RE: Westridge Management ...heavymundomoney,
Obviously oil and manganese are two different birds, but the principles of financing with debt based on the surety of future cash flows and asset reserves are similar.
The key lines in the EOR.V NR, as related to hedging of future production to provide stable cash flow for debt service, are:
1) "Also in connection with the Credit Facility, the Company has entered into Hedging Agreements with the Bank's Capital Markets Group and executed transactions for the forward sale of a portion of its share of projected production. As of December 20, 2010, the Company's two subsidiaries have hedged approximately 55,000 net barrels of crude oil for delivery in 2011 at an average price of approximately $90.64 per barrel, subject to customary adjustments for quality and transportation."
2) "The Company's President and CEO Mr. Barry Lasker states "The signing of this Credit Facility is a significant step forward in the development of the multiple projects we have identified in our oil fields in New Mexico. A reserves based credit facility is a necessary tool for additional financing for projects we are pursuing, including our infill drilling programs we expect to commence in 2011, as well as the Cortez Pipeline connection to deliver CO2 to our oil fields in 2012."

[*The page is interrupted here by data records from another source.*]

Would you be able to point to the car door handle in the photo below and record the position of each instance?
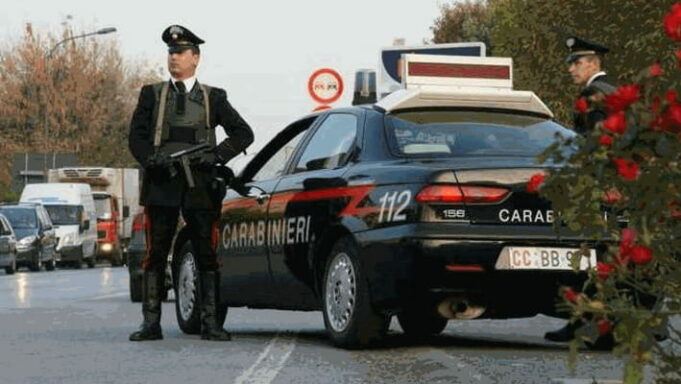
(261, 198)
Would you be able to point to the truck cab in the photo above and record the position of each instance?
(108, 237)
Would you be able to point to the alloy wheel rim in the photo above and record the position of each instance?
(187, 286)
(341, 291)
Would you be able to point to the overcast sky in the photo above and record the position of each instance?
(262, 52)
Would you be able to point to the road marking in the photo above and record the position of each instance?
(269, 363)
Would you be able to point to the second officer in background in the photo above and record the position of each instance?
(171, 116)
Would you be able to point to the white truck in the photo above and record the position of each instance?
(116, 193)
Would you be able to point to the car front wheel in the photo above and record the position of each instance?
(187, 303)
(350, 320)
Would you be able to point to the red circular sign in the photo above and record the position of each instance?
(321, 108)
(325, 86)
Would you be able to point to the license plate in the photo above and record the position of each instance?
(543, 258)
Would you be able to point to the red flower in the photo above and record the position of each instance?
(581, 105)
(623, 97)
(627, 169)
(604, 327)
(672, 23)
(656, 70)
(640, 254)
(536, 181)
(570, 295)
(616, 122)
(605, 140)
(603, 270)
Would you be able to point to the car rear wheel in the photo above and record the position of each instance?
(187, 303)
(52, 264)
(10, 269)
(37, 264)
(421, 322)
(350, 320)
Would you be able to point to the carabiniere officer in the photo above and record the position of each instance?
(171, 116)
(585, 65)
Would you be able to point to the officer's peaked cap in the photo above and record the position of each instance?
(580, 47)
(179, 38)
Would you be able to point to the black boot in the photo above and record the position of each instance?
(151, 308)
(210, 329)
(565, 334)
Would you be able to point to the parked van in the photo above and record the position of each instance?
(72, 210)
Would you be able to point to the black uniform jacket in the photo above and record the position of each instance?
(594, 92)
(173, 191)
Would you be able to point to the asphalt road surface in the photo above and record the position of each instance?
(72, 326)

So long as a financier (Vicarage, Westridge, or other investment bankers, banks, et al) is comfortable with the future production numbers of CNY and with the ability to hedge sufficient future production, then I do not see why a credit facility would not be warranted for CNY (yes, that's a double negative). That said, I am not close enough to all of the CNY particulars to make a definitive decision. However, from this vantage point, CNY appears to be on the right trajectory towards production, cash flow, asset reserves & resources expansion, and appropriate financing (equity and/or debt facilities).